The directory: /workspace/python/python_course has these folders: ['exercise_csv', 'exercise_calculator', 'exercise_json', 'exercise_console', 'data_science', 'materials', 'scripts', 'exercise_job_interview', '__pycache__', 'exercise_quizz', '.ipynb_checkpoints', 'lessons', 'slides'] and these files ['import_modules.ipynb', 'lists&tuples&sets.ipynb', '.~Course.pptx', 'oop-classes.ipynb', 'csv.ipynb', 'debug_example.py', 'json.ipynb', 'my_module.py', 'functions.ipynb', 'conditionals.ipynb', 'strings.ipynb', 'variablescopes.ipynb', 'loops.ipynb', 'decorators.ipynb', 'comprehensions.ipynb', 'myFirstProgram.py', 'databases.ipynb', 'Course.pptx', 'dictionaries.ipynb', 'functions.log', 'insightsPage-example.json', 'variables.ipynb', 'new_example.csv', 'relational.sql', 'virtualenv.ipynb', 'generators_mem_profile.py', 'datatypes_recap.ipynb', 'example.csv', 'integers&floats.ipynb', 'data-analysis-and-feature-extraction-with-python.ipynb', 'noSQL.json', 'exceptions.ipynb']
The directory: /work

#### Managing directories and files

In [31]:
# creating new directories
# the mkdir() method also follows the same absolute/relative path logic.
# if you specify the full path the directory will be created in that location:
os.mkdir('/workspace/python/python_course/lessons/os/my_new_folder')
print(os.listdir('/workspace/python/python_course/lessons/os'))
print()

# if you don't, the directory will be created in the current path, which now is:
#os.mkdir('my_new_folder')
print(os.getcwd())
print()

# if you want to create multiple nested directories at once, just use the makedirs() method:
os.makedirs('/workspace/python/python_course/lessons/os/another_new_folder/and_another/and_another')
print(os.listdir('/workspace/python/python_course/lessons/os'))

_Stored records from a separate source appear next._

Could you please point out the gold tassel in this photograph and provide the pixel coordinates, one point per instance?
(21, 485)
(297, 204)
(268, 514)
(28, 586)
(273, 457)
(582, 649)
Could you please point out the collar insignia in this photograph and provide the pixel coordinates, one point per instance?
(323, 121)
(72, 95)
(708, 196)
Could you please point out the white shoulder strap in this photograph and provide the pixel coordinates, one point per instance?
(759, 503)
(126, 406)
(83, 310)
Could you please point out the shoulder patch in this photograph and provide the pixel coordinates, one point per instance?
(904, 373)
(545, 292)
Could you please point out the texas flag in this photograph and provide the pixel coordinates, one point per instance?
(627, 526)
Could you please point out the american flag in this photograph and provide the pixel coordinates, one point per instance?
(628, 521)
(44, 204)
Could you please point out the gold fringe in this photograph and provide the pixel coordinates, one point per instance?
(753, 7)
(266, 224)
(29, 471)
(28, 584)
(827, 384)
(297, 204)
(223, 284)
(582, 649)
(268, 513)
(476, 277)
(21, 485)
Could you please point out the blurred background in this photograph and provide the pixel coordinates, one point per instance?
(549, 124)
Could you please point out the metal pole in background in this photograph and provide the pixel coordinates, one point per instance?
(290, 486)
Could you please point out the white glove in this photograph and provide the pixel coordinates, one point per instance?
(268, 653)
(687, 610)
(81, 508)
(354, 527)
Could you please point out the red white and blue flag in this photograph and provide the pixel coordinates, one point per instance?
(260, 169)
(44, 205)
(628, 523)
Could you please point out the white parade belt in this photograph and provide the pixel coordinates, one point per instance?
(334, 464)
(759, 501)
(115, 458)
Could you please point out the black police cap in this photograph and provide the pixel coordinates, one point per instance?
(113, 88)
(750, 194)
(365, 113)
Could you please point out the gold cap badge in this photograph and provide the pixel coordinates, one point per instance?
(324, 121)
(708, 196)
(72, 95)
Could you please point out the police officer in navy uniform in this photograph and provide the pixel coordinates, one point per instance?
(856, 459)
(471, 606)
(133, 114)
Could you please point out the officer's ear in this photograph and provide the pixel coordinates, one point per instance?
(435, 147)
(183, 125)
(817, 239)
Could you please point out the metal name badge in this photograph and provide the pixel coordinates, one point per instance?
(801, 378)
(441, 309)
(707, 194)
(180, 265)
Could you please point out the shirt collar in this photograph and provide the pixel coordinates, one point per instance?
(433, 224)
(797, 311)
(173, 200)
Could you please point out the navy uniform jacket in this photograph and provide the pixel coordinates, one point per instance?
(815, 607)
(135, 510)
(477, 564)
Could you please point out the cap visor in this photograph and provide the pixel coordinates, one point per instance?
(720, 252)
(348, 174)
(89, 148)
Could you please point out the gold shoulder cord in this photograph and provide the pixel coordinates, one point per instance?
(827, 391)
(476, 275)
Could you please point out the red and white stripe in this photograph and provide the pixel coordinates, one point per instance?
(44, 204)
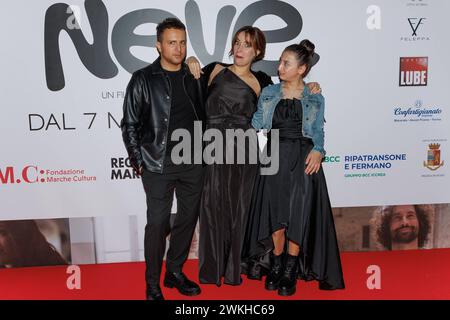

['my_new_folder', 'filesystem.ipynb', 'structure.png', 'my_file.txt', 'my_file.txt.bak', 'matches_dataset', 'filesystem.html', '.ipynb_checkpoints']

/workspace/python/python_course

['my_new_folder', 'filesystem.ipynb', 'structure.png', 'my_file.txt', 'another_new_folder', 'my_file.txt.bak', 'matches_dataset', 'filesystem.html', '.ipynb_checkpoints']


In [32]:
# it's usually a good practice to check if a directory/file exists before trying to create it.
# you can check for it's existence like this:
if not os.path.exists('/workspace/python/python_course/lessons/os/my_new_folder'):
    os.mkdir('/workspace/python/python_course/lessons/os/my_new_folder')
else:
    print('Directory already exists.')

Directory already exists.


In [33]:
# renaming directories or files
# the rename() method also follows the same absolute/relative path logic.
# if you specify the full path the directory/file will be renamed in that location:
os.rename('/workspace/python/python_course/lessons/os/my_new_folder','/workspace/python/python_course/lessons/os/my_new_folder_renamed')
print(os.listdir('/workspace/python/python_course/lessons/os'))
print()

# if you don't, python will search for the directory/file in the current path and rename it, which now is:
#os.rename('my_new_folder', 'my_new_folder_renamed')
print(os.getcwd())

['filesystem.ipynb', 'structure.png', 'my_file.txt', 'another_new_folder', 'my_file.txt.bak', 'matches_dataset', 'filesystem.html', 'my_new_folder_renamed', '.ipynb_checkpoints']

/workspace/python/python_course


In [34]:
# removing empty directories
# the rmdir() method also follows the same absolute/relative path logic.
# if you specify the full path the directory will be removed from that location:
os.rmdir('/workspace/python/python_course/lessons/os/my_new_folder_renamed')
print(os.listdir('/workspace/python/python_course/lessons/os'))
print()

# if you don't, python will remove the directory from the current path, which now is:
#os.rmdir('my_new_folder_renamed')
print(os.getcwd())

['filesystem.ipynb', 'structure.png', 'my_file.txt', 'another_new_folder', 'my_file.txt.bak', 'matches_dataset', 'filesystem.html', '.ipynb_checkpoints']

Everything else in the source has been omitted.